This year’s 30 Days Wild is a record breaker. The challenge, which ends today, saw more participants than ever before. New analysis by The Wildlife Trusts show a 40 per cent increase on last year.
The Wildlife Trusts estimate that over 350,000 people took part in this month’s national nature challenge, pledging to explore nature on their doorstep every day during June.
Lucy McRobert who leads 30 Days Wild for The Wildlife Trusts said:
“We are thrilled that so many people are making time for nature, enjoying daily contact with wildlife and taking action to help it.
“We estimate that if every person who signed up through their home, family, school or business carried out 30 Random Acts of Wildness, that would be an over 10 million special moments with nature. We know that joining in with 30 Days Wild makes people feel happier and healthier and we have also discovered that it’s helping people see beauty in nature.”

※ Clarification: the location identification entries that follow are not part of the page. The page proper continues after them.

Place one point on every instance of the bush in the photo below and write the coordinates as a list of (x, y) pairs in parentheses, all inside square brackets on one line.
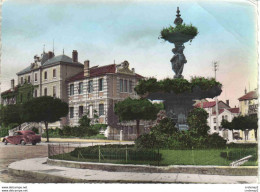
[(146, 141), (116, 152), (215, 141), (35, 130)]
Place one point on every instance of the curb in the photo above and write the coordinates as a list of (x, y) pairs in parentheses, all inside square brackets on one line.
[(206, 170), (59, 179)]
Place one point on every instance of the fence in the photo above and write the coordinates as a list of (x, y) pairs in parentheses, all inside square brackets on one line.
[(104, 153), (128, 154)]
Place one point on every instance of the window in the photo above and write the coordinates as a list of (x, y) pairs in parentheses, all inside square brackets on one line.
[(71, 112), (121, 85), (80, 111), (54, 73), (100, 84), (125, 85), (80, 87), (71, 89), (45, 75), (90, 86), (90, 111), (54, 91), (130, 86), (101, 109), (45, 92), (35, 77)]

The challenge inspired all ages to create their own special times with nature – known as Random Acts of Wildness. From pond dipping and bug hunting to wild swims and sleeping under the stars. Some people grew bee cafes or made homemade wildflower seedballs to help pollinators; others created new wildlife ponds – homes for frogs and newts.
Beach cleans gathered polluting plastic waste and staff and residents at a care home grew plants and enjoyed a new butterfly garden.
Teachers used 30 Days Wild school packs to take lessons outdoors. In the Tees Valley Kirkleatham special school was just one of the many schools that took part making their lessons a little wilder very day , and the first series of BBC Springwatch Wild Academy, a new programme for schools and young people, featured activities based on The Wildlife Trusts’ Random Acts of Wildness.
30 Days Wild will be back in 2019 with new challenges help everyone ‘go wild’!